The sheer artistry of the images of "Kandahar" is, alone, a reason to seek out this terrific film but there is more to it than just good looks. Nafas's vain attempt to save her sister's life is gut-wrenchingly vivid in showing the desperate hopelessness of her cause. The hard, dangerous life of the Afghans is punctuated with a look at a Red Cross station where two female doctors dole out artificial legs to the ever-growing population who are victims of the many land mines scattered and forgotten across the war-torn country. The picture of the dozens of one-legged men racing across the desert to lay claim to one of the fake limbs being dropped by the humanitarians is shocking, beautiful and extraordinarily emotional.
There are no professional actors in all of "Kandahar" and the use of Nelofer Pazira to tell Nafas's story proves effective. Her handsome face and startling gray-green eyes, though only briefly seen, help to give humanity to the burka-cloaked women whose hands are the only part of the female body allowed the light of day.
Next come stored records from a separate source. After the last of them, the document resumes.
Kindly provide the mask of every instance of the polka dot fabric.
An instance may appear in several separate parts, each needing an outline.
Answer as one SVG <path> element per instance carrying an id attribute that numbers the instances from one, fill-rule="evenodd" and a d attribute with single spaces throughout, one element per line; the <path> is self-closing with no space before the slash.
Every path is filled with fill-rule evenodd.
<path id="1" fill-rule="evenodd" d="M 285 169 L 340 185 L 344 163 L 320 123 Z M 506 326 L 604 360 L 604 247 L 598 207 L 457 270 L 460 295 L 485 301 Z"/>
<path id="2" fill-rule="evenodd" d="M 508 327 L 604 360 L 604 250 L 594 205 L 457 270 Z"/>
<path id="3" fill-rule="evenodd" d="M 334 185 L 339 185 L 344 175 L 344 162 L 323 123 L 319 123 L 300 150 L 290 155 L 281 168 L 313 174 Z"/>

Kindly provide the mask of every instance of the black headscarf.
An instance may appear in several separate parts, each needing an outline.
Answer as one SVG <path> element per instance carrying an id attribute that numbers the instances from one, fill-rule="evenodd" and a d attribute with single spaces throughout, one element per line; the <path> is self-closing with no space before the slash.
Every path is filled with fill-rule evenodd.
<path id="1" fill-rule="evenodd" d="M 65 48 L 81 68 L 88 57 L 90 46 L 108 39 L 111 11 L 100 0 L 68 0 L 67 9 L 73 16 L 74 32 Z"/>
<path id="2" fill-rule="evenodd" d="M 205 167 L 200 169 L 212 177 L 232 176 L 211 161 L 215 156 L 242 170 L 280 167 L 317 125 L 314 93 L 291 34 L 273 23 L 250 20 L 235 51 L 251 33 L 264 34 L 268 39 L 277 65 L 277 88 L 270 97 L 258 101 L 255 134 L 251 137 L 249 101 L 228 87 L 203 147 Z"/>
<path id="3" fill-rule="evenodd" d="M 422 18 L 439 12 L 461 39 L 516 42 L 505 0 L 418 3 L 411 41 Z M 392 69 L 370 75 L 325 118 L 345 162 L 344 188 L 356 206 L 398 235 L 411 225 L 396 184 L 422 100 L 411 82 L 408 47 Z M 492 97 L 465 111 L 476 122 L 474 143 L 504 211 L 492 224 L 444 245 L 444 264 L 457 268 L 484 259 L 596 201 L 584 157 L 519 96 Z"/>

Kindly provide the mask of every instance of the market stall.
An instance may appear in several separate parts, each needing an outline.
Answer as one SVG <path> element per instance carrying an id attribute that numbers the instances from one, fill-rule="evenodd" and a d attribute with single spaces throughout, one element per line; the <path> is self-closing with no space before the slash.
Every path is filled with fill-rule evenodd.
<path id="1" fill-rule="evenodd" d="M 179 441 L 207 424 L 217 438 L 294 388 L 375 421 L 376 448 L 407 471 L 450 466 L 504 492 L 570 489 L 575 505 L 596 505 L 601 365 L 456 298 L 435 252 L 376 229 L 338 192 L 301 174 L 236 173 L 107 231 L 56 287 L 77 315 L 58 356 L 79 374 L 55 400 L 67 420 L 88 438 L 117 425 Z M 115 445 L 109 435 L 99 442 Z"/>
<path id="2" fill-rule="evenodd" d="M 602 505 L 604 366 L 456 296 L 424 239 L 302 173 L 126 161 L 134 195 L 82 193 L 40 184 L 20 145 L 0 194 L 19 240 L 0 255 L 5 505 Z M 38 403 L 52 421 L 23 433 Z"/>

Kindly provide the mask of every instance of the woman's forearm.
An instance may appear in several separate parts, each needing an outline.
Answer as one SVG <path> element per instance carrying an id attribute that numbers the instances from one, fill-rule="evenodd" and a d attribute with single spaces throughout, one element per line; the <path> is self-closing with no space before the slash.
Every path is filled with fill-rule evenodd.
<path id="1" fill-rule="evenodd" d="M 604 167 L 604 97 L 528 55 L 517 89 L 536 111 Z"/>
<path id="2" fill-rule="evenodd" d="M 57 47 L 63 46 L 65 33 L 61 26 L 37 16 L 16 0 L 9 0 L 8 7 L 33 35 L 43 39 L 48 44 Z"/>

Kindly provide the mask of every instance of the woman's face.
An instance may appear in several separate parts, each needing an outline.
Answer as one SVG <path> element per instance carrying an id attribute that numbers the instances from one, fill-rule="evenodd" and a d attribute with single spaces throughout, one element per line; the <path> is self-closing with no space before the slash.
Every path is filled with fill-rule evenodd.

The people she meets along the way are obviously not pros but this in itself provides freshness to the various characters Nafas meets on her quest.
It continues to astound me that the Iranian filmmakers are able to create such vividly artistic works on what is, by western standards, a pittance. Makers like Makhmalbaf are able to capture the eye, the mind and the heart with their simply told tales. "Kandahar" is one of the most poignant, powerful films of the year and continues the golden age of Iranian film. I give it an A.